Veinte años. Veinte que son más de treinta, porque se sabe que te criaste pateando por el country, atado a una pelota por el destino, por ese lazo de la mística, de la familia. Lógico que te duelan el cuerpo y el alma de tanto andar, Pelado: veinte años de pura cuesta arriba, nunca un ratito de pendiente para disfrutar de la inercia. Si cuando debutaste, un 24 de abril de 1994 (1-0 a Mandiyú para esperanzar con la permanencia), nos estábamos yendo a la B. Tenías 19 pirulos y cuatro meses después sufrías el descenso, como un hincha todavía.
Así arrancaba la carrera del tipo que daría la vuelta al mundo descociéndola, vistiendo las casacas más prestigiosas: Juan Sebastián Verón se iba al descenso, el infierno del fútbol argentino, para resurgir 12 meses después convertido en crack. Actor principal en un equipo estelar que ganó el duro torneo de punta a punta, el juvenil Verón jugó seis meses más y después salvó al club no con sus pies sino con los dólares de su venta. Aquel Estudiantes no podía evitar el éxodo de esa pegada única, de esa forma quirúrgica de golpear el balón.
Pero vos sabías que ibas a volver. Tu grandeza no está en los títulos, está antes: cuando el Inter te tiró nosecuántos millones y vos te quisiste pegar la vuelta a unas canchas donde te escupen, te putean, te ningunean, te infaman (aunque sospechamos te gusta tanto como a nosotros), para salir campeón con el club de tu vida. Cuando salir campeón, convengamos, era una utopía, cosa del pasado.
Verón cambió esa mentalidad desprovista de fe. Verón resembró la semilla de la mística. Verón tiró en el túnel que había que ganar para salir campeón cuando quedaba medio torneo, y sus compañeros escucharon primero incrédulos, cómodos en el rol del simpático perseguidor, y después hambrientos: ese día los vecinos se comieron siete, y desde entonces Estudiantes perdió solamente un clásico.
Y Verón salió, contra todo pronóstico, pura manifestación de fe, campeón, de la manera más fílmica que se puede ser campeón: desde atrás, contra todos, el punto dándole vuelta el partido al candidato, para que se cumpla la profecía y el Pelado festeje con su papá, la Bruja, en cancha, un abrazo de una decena de estrellas.

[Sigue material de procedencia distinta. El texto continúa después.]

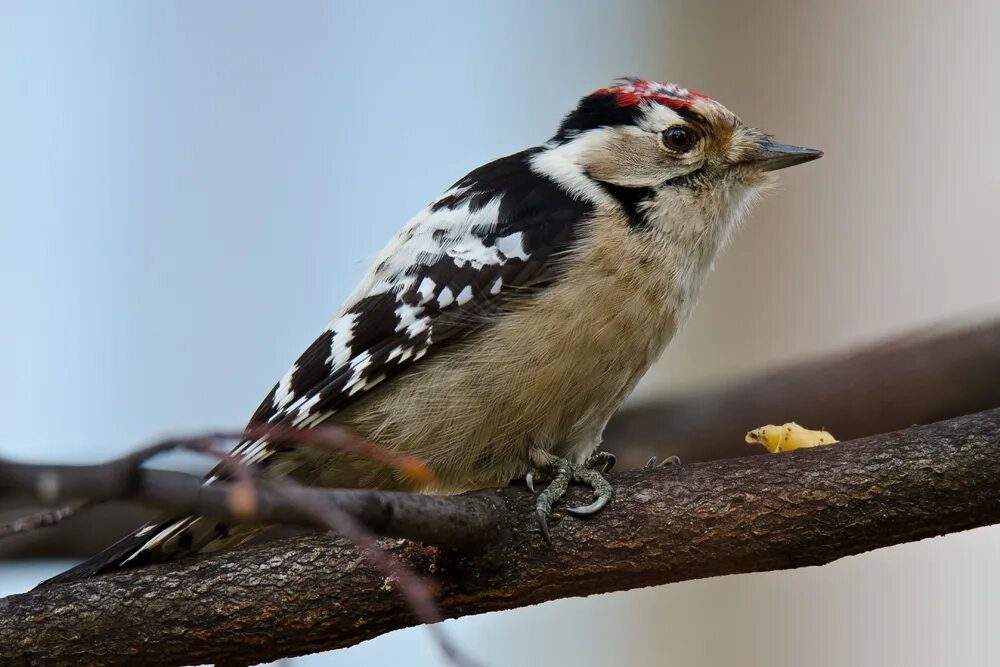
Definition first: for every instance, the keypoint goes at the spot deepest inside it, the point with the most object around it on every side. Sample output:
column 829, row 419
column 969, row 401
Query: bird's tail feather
column 157, row 542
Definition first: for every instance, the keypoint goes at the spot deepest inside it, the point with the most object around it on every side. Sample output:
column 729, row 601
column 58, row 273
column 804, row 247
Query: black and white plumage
column 498, row 330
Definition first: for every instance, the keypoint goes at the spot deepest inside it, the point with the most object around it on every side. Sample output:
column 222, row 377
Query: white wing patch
column 342, row 329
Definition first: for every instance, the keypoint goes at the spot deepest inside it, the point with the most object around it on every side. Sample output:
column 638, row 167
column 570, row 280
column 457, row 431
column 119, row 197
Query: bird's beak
column 779, row 156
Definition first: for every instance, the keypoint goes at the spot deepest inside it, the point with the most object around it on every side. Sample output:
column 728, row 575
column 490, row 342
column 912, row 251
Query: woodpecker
column 499, row 329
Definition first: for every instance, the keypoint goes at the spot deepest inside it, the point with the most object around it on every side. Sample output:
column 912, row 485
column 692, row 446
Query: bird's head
column 639, row 140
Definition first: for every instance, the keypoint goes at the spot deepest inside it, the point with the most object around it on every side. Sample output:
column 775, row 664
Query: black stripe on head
column 599, row 109
column 629, row 199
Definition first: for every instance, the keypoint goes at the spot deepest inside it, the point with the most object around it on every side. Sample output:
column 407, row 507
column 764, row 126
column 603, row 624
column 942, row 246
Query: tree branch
column 918, row 378
column 855, row 393
column 314, row 592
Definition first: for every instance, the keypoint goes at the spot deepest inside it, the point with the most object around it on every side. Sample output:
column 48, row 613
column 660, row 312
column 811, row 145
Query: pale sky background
column 187, row 192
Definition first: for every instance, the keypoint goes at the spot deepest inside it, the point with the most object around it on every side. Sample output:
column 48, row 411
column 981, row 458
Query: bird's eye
column 678, row 138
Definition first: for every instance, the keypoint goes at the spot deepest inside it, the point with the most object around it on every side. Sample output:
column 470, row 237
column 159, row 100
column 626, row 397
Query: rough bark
column 313, row 593
column 856, row 393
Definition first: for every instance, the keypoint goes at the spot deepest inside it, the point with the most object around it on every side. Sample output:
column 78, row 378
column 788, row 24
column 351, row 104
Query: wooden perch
column 856, row 393
column 314, row 592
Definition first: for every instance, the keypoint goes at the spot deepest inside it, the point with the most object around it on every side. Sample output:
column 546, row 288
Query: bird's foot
column 669, row 461
column 559, row 473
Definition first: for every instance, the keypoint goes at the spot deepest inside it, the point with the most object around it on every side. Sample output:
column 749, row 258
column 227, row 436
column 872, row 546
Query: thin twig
column 43, row 519
column 311, row 593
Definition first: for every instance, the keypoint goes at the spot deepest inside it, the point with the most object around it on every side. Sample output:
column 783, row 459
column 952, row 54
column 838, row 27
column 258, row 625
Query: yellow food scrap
column 786, row 437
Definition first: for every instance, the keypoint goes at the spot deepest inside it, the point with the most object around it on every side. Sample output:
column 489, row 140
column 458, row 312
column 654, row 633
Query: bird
column 499, row 329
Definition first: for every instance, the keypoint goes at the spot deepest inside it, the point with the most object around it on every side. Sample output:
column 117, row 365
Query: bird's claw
column 561, row 472
column 669, row 461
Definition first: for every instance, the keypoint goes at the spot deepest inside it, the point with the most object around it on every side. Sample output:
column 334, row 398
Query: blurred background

Lo que siguió es historia: el partido en el Mineirao es una de las grandes gestas mundiales del fútbol, le pese a quien le pese, así como también la dolorosa final ante el Barcelona y el campeonato rastrojero. Y la historia también recordará con amor tu última etapa, la pedagógica, la cabeza y las espaldas de una necesaria renovación, el puntal para que los chicos crezcan, el que con cada pique de cincuenta metros, con cada partido infiltrado, los obliga a dejar de remolonear, aturdidos por sus nuevos sueldos y sus nuevos autos, los obliga a correr y meter porque así es Estudiantes.
Pero la historia está en los libros. Antes de la historia, hubo un acto, secreto, imperceptible: la refundación de la fe, el renacimiento de la mística, la invitación a creer en que todo se puede y, más que nada, el desafío de intentar ser tan grandes como obliga el legado de las generaciones pasadas. Eso fue Verón para Estudiantes: el jugador más preponderante de la historia del club porque, cuando ya todos, incluso nosotros, creían que aquellas noches coperas habían sido accidentales, generacionales, vino un tipo, dejando de lado fastuosos dineros, para enseñarnos que no, que la herencia sigue viva, que Estudiantes es una esencia inexplicable de gloria que se transmite de generación en generación.